# TV Media Unit Design



## OPJ (18 Feb 2009)

Another day, another design for you to look at!  

I've been asked by my dad to make a TV cabinet for his girlfriend. She's found something that she likes in Marks & Spencers (here and here.

Here's the "media unit", to use their words:







And here it is again, with a darker finish:






This is what I've drawn quickly in SketchUp:






Dimensions are: 1200mm long x 500mm deep x 480mm high. I've kept the height inside the top shelf at 110mm, as they specify. Legs are currently 38mm square.

I like the top and with stick with the idea of notching around the legs, leaving a 1mm 'shadow' gap.

I'm not to keen on the drawer front - I don't really like the breadboard ends-idea here and I can't see how it would allow me to join the sides to it without dowels or screws or similar. :? 

Without going down there to actually have a look, I can't see what they've done for the sides or how the top and shelves are fixed in place - and that's where I'm struggling for ideas at the minute. There's also a back panel to think about.

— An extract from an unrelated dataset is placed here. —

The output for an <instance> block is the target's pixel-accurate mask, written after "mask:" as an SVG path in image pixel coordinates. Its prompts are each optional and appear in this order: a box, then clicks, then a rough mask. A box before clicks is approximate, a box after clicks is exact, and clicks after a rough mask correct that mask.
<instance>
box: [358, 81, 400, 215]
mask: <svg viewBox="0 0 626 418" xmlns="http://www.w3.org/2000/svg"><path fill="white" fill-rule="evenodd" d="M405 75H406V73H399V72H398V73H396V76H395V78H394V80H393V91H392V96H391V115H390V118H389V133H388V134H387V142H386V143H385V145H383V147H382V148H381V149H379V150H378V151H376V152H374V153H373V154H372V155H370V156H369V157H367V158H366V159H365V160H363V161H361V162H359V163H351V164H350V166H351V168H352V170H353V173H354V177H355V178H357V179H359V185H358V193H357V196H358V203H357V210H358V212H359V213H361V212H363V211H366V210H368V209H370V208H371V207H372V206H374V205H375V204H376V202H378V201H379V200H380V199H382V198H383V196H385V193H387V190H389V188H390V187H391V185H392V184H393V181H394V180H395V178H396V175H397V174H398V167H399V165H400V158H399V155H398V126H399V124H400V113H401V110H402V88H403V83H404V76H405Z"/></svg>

- If I keep the breadboard ends, how would you fix the top?

- What would you do for the side panels? Bearing in mind that I also need to consider how I'll fit the middle shelf.

- I'm also puzzled with the drawer construction - I'm wondering if it would be easier to have a front that hinges down with more storage space behind?

Veneered MDF is probably the way to go, I know. There are a lot of expansion and contraction issues to consider here. But, I'm thinking of using some of my left over brown oak from my college project (hopefully, I'll only need to buy some 2" for the legs). I don't fancy cutting my own veneers and doing all that so, I guess I'd be looking at staining...! :shock: 

I'm not a fan of 'flush' joints so, I'll be looking to set the rails back a couple of mm or so, just in case you were wondering. :wink: 

If you've got any thoughts on this, I'd be grateful to hear from you.

Thanks for looking,

Olly.


----------



## jennyhicks (9 Mar 2009)

How much will the one you will be making compared with the M&S one?


----------



## OPJ (10 Mar 2009)

Hello Jenny,

Are you talking about the cost or the design of this piece?

It's sadly been put on hold for a few weeks as my "client" is low on funds right now. So, I haven't done much work on the design.


----------